There is now an alternative: the BioGaia Osfortis probiotic. While the original Gastrus product used to make the yogurt provided 100 million CFUs each of the two L. reuteri strains, a number I felt was too little for really meaningful biological effects, Osfortis provides 10 BILLION CFUs of the PTA 6475 strain (minus the DSM 17938) strain.
Is 10 billion enough? It’s not clear, as we have not yet had a chance to perform dose-response studies in humans, i.e., what are the oxytocin and other effects of 10 billion CFUs, 50 billion, 100 billion, etc.? Although we have not yet formally performed a bacterial count, simple arithmetic of bacterial doubling-time suggests that a one-half cup serving of the L. reuteri yogurt using my modified fermentation methods likely provides around 50-100 billion CFUS. Is the 10 billion of Osfortis therefore enough? I think it is, but I don’t yet know that for a fact.
Why “Osfortis,” by the way, and why is the product targeted for bone health? This is based on a recent clinical study in elderly women who, upon receiving 10 billion CFUs of the PTA 6475 strain of L. reuteri, experienced about half as much bone loss as women receiving placebo. (Note that these women were not taking vitamin D, K2, or any other efforts to preserve or increase bone density; this reflects the potential effects of L. reuteri alone, an insightful revelation: the composition of bowel flora markedly influences bone health.)
And is the PTA 6475 alone, less well-studied than the DSM 17938 strain, sufficient by itself?
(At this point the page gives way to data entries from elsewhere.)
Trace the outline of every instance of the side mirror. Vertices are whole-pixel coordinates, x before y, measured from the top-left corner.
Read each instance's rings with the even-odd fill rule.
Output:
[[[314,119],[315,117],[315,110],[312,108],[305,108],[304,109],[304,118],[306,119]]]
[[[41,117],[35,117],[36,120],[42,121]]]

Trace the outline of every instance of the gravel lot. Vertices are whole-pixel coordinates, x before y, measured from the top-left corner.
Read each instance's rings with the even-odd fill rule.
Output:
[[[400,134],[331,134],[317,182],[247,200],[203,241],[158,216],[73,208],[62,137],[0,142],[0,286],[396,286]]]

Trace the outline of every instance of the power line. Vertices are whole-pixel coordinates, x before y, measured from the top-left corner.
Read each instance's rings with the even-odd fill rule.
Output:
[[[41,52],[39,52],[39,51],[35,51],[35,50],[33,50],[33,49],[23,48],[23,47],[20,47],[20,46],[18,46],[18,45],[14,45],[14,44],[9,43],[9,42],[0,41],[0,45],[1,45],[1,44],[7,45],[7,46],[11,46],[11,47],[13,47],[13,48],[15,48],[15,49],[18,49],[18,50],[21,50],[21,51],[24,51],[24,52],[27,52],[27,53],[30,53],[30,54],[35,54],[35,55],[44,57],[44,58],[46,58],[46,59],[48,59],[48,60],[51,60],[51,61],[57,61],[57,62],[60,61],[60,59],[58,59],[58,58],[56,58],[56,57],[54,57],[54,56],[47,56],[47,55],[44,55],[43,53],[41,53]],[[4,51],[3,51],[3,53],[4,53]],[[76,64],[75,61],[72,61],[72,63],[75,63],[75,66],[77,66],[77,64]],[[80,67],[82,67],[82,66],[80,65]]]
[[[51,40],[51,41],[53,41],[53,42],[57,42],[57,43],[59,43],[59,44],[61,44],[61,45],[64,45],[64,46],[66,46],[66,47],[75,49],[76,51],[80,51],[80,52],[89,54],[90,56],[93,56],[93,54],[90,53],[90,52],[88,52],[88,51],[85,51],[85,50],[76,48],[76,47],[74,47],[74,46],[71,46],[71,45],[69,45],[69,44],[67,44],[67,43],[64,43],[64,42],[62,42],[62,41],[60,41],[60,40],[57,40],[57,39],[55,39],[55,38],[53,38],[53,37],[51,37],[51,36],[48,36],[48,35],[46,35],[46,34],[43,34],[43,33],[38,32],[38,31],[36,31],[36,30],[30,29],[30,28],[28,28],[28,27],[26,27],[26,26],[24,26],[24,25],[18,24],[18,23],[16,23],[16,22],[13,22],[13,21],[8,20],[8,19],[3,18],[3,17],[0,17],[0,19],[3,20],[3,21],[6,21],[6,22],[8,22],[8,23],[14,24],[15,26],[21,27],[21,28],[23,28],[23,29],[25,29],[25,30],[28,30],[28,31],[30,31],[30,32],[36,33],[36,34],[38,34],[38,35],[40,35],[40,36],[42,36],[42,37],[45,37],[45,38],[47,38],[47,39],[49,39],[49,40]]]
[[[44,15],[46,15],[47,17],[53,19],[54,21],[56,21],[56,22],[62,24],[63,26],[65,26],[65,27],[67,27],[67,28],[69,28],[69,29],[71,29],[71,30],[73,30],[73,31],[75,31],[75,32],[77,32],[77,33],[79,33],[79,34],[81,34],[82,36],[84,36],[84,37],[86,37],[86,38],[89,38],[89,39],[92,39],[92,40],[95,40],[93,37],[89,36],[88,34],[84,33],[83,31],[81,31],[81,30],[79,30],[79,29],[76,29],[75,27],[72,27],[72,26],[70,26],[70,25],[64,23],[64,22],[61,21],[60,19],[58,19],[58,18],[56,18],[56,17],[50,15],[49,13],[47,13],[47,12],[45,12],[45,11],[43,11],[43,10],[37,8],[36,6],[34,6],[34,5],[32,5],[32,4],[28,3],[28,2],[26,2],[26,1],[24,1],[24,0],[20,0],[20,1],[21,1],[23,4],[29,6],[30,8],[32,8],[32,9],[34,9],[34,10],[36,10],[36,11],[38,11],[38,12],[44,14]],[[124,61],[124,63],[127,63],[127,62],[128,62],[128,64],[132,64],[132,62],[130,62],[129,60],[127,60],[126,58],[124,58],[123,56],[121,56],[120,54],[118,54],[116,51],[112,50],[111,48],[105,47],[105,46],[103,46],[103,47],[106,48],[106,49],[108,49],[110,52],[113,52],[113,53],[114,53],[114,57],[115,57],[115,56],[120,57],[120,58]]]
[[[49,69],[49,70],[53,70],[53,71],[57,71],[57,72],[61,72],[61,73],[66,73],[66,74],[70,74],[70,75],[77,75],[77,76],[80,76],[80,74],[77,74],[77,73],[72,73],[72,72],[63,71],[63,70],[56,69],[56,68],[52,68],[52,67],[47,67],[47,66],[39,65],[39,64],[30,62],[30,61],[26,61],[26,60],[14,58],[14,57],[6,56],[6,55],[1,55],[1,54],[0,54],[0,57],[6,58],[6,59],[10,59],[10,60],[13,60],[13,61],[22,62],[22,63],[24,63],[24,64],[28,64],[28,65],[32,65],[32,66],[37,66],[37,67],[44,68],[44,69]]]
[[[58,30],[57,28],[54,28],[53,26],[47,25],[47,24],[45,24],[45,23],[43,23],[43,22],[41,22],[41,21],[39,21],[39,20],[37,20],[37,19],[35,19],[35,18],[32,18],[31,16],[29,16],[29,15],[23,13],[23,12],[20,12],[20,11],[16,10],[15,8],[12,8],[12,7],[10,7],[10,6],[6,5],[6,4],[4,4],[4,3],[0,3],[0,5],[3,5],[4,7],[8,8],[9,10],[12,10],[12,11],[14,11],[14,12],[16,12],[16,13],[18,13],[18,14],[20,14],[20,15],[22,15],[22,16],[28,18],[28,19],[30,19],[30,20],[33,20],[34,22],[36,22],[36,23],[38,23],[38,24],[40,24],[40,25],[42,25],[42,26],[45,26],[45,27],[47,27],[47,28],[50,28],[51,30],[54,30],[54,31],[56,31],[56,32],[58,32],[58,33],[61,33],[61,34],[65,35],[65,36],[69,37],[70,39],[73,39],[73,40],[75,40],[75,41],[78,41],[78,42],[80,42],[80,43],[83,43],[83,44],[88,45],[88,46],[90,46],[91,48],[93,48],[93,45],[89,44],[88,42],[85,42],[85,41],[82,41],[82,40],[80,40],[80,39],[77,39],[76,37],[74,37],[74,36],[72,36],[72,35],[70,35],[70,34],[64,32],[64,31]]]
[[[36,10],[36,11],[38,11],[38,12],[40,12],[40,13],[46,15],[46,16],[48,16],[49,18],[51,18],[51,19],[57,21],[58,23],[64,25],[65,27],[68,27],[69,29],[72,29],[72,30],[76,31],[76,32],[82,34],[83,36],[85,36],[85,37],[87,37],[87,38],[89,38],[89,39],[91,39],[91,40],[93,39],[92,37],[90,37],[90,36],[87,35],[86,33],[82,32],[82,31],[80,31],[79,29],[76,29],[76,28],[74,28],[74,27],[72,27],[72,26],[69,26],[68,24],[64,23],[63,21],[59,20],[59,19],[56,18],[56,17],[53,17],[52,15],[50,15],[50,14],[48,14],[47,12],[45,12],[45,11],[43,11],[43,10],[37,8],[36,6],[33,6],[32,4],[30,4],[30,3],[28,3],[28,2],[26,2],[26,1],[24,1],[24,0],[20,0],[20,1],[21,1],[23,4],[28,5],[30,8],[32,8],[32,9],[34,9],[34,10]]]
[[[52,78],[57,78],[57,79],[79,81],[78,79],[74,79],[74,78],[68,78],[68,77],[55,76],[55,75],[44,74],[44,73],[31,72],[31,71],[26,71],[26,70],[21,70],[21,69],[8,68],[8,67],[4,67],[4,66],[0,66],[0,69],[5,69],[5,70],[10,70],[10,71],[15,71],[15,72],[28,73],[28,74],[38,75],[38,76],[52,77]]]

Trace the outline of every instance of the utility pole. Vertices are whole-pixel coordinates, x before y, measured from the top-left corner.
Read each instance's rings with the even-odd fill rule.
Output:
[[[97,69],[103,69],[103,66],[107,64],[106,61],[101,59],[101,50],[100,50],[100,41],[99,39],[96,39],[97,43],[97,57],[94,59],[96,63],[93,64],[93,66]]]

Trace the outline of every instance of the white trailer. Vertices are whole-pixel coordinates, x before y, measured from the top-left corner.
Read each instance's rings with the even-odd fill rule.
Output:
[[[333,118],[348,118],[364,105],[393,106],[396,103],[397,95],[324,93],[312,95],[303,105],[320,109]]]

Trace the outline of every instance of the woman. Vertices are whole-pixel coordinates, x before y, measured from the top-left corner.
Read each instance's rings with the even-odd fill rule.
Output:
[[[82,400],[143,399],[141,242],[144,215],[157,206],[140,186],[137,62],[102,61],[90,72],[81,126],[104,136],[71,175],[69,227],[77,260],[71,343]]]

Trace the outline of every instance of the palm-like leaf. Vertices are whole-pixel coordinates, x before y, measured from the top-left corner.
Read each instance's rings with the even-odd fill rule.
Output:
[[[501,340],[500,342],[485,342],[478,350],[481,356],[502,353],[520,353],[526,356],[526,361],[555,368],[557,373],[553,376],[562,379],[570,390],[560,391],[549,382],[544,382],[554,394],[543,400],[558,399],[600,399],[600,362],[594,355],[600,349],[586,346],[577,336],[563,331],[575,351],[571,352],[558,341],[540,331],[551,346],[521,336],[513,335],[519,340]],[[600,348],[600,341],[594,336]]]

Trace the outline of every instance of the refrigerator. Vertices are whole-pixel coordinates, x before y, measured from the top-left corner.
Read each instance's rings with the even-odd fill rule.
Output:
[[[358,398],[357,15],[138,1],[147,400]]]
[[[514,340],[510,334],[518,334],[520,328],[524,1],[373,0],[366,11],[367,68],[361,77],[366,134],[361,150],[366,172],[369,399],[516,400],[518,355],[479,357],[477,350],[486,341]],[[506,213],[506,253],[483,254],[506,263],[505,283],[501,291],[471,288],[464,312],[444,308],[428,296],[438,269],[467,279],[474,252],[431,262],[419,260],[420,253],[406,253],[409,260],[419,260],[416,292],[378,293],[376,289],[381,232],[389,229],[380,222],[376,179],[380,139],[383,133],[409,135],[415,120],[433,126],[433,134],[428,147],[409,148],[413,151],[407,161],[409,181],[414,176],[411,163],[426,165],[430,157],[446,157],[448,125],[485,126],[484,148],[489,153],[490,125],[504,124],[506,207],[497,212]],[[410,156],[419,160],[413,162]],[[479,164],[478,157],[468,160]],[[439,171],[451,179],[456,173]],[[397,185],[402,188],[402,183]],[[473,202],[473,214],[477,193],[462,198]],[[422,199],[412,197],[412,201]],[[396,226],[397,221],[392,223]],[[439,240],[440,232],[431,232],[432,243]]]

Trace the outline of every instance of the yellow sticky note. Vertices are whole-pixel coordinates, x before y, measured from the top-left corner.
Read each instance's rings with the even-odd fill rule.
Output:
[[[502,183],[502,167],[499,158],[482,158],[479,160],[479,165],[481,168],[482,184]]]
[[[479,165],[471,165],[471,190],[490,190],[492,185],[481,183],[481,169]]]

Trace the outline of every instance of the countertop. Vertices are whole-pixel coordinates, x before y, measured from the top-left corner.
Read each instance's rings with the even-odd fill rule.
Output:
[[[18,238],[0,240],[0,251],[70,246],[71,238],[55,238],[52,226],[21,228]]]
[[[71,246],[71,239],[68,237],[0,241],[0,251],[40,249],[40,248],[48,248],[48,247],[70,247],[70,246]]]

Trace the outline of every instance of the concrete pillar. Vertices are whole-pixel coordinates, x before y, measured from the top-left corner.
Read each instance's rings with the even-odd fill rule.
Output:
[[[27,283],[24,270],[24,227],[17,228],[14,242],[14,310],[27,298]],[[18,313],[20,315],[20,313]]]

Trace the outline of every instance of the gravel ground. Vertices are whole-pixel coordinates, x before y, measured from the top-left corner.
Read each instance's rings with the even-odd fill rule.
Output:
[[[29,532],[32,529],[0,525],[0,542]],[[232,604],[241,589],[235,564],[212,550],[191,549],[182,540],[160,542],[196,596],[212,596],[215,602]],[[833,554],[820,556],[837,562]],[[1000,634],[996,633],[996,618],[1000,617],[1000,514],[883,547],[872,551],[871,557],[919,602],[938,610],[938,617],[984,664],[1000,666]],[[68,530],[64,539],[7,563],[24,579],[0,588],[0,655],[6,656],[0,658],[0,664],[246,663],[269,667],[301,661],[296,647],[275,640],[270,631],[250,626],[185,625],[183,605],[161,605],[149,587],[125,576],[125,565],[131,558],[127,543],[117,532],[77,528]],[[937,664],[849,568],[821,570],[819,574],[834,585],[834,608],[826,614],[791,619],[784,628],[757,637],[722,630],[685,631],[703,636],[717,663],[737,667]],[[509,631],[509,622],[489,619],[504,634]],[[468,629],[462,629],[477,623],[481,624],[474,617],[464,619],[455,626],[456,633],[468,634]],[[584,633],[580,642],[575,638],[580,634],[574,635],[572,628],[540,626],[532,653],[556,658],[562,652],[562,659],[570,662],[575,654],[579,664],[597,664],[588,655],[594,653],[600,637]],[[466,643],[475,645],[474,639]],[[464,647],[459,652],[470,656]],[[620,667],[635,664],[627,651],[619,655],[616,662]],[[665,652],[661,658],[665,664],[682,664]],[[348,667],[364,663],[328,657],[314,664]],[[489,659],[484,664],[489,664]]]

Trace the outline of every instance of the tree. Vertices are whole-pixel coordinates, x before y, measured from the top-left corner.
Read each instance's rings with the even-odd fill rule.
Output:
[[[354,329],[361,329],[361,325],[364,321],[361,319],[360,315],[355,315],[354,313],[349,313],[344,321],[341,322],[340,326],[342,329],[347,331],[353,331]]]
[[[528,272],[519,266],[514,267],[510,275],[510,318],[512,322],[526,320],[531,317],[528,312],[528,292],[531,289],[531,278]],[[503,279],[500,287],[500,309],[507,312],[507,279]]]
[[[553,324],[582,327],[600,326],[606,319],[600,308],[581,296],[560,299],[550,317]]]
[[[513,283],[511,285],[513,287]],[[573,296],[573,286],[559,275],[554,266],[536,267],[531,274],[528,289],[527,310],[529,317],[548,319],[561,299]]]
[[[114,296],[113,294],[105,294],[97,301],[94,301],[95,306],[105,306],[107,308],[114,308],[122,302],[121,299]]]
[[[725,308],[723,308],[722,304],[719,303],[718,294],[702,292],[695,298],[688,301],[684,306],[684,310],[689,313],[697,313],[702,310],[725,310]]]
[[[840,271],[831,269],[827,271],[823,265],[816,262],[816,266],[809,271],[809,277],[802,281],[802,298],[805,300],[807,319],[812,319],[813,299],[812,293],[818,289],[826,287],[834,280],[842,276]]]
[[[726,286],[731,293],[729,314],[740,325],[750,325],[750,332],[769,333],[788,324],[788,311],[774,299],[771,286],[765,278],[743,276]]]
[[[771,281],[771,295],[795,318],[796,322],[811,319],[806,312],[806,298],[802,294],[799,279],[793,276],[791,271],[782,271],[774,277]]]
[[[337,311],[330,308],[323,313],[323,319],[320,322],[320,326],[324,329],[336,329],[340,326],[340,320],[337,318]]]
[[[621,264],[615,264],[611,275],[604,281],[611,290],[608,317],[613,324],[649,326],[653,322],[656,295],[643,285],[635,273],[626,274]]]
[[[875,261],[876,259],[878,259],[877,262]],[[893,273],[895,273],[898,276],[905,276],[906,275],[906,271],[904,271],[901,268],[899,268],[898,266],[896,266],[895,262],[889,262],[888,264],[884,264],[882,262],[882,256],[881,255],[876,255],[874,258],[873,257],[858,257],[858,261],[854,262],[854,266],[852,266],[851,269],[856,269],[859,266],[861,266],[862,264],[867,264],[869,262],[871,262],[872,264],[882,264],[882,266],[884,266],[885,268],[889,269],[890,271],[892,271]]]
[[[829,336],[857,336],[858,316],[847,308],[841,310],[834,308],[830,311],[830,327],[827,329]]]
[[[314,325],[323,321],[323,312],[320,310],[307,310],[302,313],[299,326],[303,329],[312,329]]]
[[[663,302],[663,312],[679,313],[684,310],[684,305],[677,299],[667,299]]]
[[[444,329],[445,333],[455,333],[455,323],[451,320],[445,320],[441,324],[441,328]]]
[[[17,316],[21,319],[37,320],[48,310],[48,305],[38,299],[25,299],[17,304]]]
It likely is, given the experimental evidence and the overlap in similarities between the strains. But there may be limited or subtle differences that we are not yet aware of in supplementing the one strain alone.
Because I believe that this may be a viable alternative to our yogurt, I have added it to our Wheat Belly Marketplace for ease of availability. It’s not cheap, consistent with most other probiotic products. So our L. reuteri yogurt also remains a way to economize on the probiotic, since you make subsequent batches from prior batches, with no ongoing need for probiotic tablets.
Should you take the leap on the Osfortis, please return and report your experiences. Even better, if just starting out, perform a before/after selfie over some time period, e.g., 4 weeks, in addition to telling us about the other perceived effects.